The paper substrate 10 including the IC tag 1 is applied to a predetermined location on a carton blank 40 for a paper-packaging member such as a paper package and a cardboard by a labeling machine (not shown). In the carton blank 40 to which the paper substrate 10 with the IC tag 1 is applied, the necessary portion and the unnecessary portion of the IC tag 1 are present. Since the adhesive layer 24 in the form of stripe is formed only on the necessary portions of the IC tag 1, only the IC tag is applied to the paper-packaging member while the unnecessary portion (scrap portion) without the adhesive layer 24 is separated and collected.

The carton blank 40 to which the IC tag 1 is applied is formed into a box in an assembling step at a manufacturer of paper-packaging members such as paper packages and cardboards. Electronic information with respect to process management and/or inventory management of the paper-packaging member is written into the IC chip 30 by wireless communication input/output means.

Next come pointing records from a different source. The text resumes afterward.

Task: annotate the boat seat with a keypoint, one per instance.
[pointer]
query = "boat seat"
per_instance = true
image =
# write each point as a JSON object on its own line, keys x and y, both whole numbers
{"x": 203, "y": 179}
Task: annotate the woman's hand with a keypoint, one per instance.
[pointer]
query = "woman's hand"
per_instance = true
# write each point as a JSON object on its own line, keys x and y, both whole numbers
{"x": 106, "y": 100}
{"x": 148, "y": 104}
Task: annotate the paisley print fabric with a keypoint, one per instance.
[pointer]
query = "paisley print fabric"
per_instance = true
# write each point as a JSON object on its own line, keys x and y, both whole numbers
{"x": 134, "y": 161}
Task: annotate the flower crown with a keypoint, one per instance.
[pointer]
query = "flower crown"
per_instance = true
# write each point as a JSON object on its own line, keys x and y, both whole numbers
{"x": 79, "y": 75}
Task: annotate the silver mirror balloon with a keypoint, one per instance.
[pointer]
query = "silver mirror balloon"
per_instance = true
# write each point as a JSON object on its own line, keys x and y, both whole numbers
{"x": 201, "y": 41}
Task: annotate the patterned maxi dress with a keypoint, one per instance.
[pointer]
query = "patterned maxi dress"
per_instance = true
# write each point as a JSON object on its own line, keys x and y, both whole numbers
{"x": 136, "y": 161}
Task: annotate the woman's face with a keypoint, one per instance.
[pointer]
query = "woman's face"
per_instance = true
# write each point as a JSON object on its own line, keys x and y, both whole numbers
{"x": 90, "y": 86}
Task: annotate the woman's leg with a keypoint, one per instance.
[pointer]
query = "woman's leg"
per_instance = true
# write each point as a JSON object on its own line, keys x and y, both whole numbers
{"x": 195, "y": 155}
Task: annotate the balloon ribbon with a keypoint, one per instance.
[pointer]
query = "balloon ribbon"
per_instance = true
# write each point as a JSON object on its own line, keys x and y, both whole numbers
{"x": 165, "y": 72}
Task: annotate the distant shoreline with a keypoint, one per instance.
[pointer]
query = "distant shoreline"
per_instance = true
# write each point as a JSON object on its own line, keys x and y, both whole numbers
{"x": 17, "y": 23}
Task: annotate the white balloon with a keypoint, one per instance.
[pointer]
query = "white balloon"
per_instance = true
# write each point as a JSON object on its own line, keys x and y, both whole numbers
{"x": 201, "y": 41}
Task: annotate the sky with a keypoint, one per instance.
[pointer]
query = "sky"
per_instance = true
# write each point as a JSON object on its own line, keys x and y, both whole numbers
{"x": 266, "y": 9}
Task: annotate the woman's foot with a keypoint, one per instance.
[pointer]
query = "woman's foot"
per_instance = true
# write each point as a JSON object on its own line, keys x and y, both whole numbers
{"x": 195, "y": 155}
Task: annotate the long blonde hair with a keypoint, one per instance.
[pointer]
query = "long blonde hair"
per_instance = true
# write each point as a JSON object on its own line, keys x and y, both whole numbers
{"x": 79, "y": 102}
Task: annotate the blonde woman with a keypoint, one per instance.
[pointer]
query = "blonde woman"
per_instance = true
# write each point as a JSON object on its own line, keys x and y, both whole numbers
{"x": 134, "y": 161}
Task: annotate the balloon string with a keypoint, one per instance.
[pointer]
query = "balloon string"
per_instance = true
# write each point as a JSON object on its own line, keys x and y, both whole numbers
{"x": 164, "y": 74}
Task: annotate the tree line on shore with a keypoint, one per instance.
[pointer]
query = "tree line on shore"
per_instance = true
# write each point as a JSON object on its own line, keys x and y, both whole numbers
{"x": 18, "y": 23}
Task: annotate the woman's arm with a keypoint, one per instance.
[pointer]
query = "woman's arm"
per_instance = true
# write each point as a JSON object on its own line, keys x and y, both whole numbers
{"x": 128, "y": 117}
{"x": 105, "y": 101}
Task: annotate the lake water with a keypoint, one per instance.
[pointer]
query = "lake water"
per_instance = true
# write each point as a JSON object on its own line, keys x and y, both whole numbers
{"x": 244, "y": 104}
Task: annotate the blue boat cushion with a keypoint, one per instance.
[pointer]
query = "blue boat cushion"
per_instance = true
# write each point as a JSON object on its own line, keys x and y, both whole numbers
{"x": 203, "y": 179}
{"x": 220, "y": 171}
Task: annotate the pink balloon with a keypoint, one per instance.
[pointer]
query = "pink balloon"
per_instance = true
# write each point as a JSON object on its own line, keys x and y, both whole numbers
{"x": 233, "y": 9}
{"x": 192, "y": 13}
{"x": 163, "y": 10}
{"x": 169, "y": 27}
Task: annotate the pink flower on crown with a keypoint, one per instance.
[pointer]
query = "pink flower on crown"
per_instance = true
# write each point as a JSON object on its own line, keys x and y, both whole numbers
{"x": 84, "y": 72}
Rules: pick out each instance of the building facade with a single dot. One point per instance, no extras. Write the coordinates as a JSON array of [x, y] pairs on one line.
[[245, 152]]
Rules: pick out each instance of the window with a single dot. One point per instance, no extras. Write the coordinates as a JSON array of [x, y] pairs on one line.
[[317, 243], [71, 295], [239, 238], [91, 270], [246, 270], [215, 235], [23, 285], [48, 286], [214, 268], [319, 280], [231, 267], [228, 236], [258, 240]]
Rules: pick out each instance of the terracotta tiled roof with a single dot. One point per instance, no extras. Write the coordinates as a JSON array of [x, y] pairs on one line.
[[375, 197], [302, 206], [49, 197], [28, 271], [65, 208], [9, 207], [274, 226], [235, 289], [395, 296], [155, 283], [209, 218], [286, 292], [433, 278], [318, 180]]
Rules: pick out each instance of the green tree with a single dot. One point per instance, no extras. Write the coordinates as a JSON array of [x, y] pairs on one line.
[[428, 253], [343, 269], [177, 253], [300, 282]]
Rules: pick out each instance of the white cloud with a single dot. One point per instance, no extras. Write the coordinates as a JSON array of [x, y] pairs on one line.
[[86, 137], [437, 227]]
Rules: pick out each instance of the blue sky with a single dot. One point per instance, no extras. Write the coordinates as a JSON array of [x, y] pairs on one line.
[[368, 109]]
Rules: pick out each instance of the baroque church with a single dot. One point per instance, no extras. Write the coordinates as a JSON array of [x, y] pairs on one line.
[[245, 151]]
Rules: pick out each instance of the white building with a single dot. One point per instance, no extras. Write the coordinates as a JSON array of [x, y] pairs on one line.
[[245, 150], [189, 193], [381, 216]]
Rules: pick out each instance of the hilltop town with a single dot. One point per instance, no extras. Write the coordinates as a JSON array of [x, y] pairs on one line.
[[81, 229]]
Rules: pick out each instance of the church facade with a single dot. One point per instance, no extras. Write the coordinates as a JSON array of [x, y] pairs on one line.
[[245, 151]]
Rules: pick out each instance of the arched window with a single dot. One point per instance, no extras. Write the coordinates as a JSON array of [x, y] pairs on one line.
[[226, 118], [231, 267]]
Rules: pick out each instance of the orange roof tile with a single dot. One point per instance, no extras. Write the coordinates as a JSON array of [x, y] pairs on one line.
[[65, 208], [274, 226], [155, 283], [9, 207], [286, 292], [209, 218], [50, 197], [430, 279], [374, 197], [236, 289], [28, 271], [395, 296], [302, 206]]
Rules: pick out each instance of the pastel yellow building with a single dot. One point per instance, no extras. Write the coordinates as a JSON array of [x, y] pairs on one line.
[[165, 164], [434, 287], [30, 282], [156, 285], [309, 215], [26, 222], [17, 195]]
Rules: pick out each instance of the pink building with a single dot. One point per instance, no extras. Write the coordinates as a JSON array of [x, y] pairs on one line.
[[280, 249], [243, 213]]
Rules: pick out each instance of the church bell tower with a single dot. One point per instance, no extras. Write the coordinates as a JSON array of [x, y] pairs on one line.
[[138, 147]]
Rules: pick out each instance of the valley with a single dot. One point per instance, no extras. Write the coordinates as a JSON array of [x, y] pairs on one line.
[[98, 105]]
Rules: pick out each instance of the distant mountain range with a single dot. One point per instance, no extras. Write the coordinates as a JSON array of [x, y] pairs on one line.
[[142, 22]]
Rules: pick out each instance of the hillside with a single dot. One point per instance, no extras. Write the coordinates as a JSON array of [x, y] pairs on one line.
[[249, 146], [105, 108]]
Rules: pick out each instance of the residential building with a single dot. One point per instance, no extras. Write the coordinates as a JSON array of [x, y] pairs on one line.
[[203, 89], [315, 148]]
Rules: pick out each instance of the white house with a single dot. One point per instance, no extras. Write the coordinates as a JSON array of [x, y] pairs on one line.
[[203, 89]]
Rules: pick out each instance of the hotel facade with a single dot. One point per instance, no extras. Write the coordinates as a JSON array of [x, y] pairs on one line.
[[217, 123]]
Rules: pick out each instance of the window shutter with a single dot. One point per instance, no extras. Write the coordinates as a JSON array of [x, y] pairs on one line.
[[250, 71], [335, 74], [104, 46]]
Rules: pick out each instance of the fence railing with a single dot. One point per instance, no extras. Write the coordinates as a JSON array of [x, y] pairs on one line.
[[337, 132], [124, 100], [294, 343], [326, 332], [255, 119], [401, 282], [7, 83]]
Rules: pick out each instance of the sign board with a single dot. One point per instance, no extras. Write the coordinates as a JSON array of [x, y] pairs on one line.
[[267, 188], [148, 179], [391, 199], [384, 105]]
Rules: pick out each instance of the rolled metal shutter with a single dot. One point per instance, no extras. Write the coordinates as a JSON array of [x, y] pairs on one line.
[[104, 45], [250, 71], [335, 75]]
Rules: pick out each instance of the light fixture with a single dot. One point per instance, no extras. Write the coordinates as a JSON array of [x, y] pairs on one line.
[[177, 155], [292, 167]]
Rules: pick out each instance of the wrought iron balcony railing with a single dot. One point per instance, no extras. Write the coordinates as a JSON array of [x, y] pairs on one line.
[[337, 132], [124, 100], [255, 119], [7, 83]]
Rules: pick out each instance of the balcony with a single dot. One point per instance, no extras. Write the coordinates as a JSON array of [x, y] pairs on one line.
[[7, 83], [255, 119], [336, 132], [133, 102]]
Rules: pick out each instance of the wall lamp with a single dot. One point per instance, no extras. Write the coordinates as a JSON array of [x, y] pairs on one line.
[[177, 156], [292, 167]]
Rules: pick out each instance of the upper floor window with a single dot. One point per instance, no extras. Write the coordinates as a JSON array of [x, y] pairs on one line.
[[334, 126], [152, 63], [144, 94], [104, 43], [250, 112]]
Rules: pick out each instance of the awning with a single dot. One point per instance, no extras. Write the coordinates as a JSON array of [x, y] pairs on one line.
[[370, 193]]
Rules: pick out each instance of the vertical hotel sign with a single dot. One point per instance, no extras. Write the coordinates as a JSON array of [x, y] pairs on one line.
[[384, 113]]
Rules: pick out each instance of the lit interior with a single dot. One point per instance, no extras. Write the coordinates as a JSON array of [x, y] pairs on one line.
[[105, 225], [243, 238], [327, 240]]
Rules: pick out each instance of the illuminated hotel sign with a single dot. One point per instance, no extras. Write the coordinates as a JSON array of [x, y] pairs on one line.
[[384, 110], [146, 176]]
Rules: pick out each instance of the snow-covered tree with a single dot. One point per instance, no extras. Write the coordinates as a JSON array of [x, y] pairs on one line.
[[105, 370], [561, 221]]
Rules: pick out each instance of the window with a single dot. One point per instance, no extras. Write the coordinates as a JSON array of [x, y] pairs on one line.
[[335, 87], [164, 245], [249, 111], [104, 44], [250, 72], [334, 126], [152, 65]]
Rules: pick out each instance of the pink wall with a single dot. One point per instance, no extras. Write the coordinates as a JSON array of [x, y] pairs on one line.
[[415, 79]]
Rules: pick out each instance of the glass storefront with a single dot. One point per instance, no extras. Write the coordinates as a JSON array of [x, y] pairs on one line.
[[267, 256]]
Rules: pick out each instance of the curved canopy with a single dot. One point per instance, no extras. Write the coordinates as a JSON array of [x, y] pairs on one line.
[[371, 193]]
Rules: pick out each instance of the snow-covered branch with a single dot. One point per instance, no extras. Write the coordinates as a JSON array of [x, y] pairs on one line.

The paper-packaging member, such as a paper package or cardboard, with IC tag 1 is delivered to a customer. At the customer's place, customer's goods are packed into the paper-packaging member. At that time, electronic information with respect to a property of the customer's goods, processing management and/or inventory management is additionally written into the IC chip 30 by wireless communication input/output means. The paper-packaging member, such as a paper package or cardboard, with the IC tag 1 in which the goods are packed is transported to an end-consumer. When the goods have a problem, the wireless communication input/output means is disposed over the IC chip 30 to read the electronic information stored in the IC chip 30. Further, by tracing back the history of the goods, what the cause of the problem is can be rapidly investigated. Therefore, according to the present invention, a history from an upstream to a downstream with respect to an article, namely, a paper-packaging member and/or goods therein can be rapidly obtained.

In the above-mentioned embodiment, although the IC tag 1 is applied to the paper-packaging member, it can be applied to any other members. Further, since the IC tag according to the present invention has the paper substrate 10 as a main component, which paper substrate 10 is easily combustible and has a low pollutional property, the IC tag 1 is not an obstacle to recycling when it is treated as recyclable waste. Also since the IC chip 30 which is a component of the IC tag 1 is usually made of silicon having a relatively large specific gravity, when recyclable waste of the IC chip 30, the paper substrate 10 and the paper-packaging member are beaten to break them, the IC chip 10 is settled due to a difference of specific gravity, and thus it can be easily separated and collected. Thus, the IC chip is not an obstacle to recycling.

Claims

1. An IC tag comprising: an IC chip storing electronic information regarding an article; anda substrate formed with an antenna pattern electrically connected to the IC chip;wherein the substrate is made of a paper substrate having a water-resistant property and dimensional stability.

2. The IC tag according to claim 1, wherein the paper substrate is coated with a polymer having a principal chain of a siloxane bond.

3. The IC tag according to claim 2, wherein the siloxane bond is made by using a sol-gel method.

4. The IC tag according to claim 1, wherein the antenna pattern is made by using a paste including conductive particles.

5. The IC tag according to claim 4, wherein the conductive particles consist of silver.

6. The IC tag according to claim 1, wherein the IC chip is mounted on the paper substrate carried by a release film through an adhesive layer.

7. The IC tag according to claim 6, wherein the paper substrate carried by the release film is delivered in the form of a roll.

8. The IC tag according to claim 7, wherein the adhesive layer is formed in the form of stripes along a feeding direction from the roll.

9. The IC tag according to claim 1, wherein the IC tag is attached to a paper-packaging member.

10. The IC tag according to claim 9, wherein the paper-packaging member to which the IC tag is attached is a carton blank.

11. A paper-packaging member to which the IC tag according to claim 1 is attached.